Solidarität mit den Capulcus

BEWEGUNG In der Türkei werden die Proteste gegen die Regierung unterdrückt. Dafür werden sie hier immer lauter. Erdogan-Fans haben es dagegen schwer

VON DANIEL BAX

Ein Zelt steht noch. Während das Protestcamp in Istanbuls Gezi-Park geräumt wurde, haben Unterstützer in Berlin-Kreuzberg am U-Bahnhof Kottbusser Tor ein Zelt aufgeschlagen. Den ganzen Tag über werden dort Filme gezeigt und Fotos ausgestellt. Ständig bilden sich Grüppchen um das Zelt, über dem ein rotes Banner hängt, darauf die Parole: „Taksim ist überall, überall ist Widerstand“.

Unter diesem Motto steht auch die Kundgebung, die an diesem Wochenende in Köln geplant ist. Dazu hat die Alevitische Gemeinde aufgerufen, seit Tagen wirbt sie über ihren Kölner Satellitensender Yol TV dafür. „Wir fordern den Rücktritt des Ministerpräsidenten und Neuwahlen“, sagt Ali Dogan, ihr Vorsitzender, der mit 30.000 Teilnehmern rechnet.

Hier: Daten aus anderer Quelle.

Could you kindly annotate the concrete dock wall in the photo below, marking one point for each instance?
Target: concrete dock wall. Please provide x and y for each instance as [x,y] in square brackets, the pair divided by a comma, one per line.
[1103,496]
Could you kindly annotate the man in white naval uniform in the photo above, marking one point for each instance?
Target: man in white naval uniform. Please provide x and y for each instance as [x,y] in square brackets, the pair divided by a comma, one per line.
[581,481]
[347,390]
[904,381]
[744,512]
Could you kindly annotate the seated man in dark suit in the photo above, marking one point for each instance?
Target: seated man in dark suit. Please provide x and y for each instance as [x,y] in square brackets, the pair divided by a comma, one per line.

Die religiöse Minderheit der Aleviten war in der Türkei oft Repressalien ausgesetzt, die Erdogan-Regierung sieht sie seit jeher kritisch. „Wir haben schon immer gesagt, dass Erdogan ein Wolf im Schafspelz ist“, sagt Ali Dogan. Auch dem Rest seiner Partei traut er nicht über den Weg, moderatere Stimmen wie Staatspräsident Abdullah Gül seien keine Alternative. Die AKP-Regierung würde lediglich nach der Regel „good cop, bad cop“ spielen, so Dogan. Schon mehrmals hat die Gemeinde Demonstrationen gegen den türkischen Ministerpräsidenten organisiert. Diesmal hat sich dazu erstmals deutsche Politprominenz wie Sigmar Gabriel und Gregor Gysi angekündigt.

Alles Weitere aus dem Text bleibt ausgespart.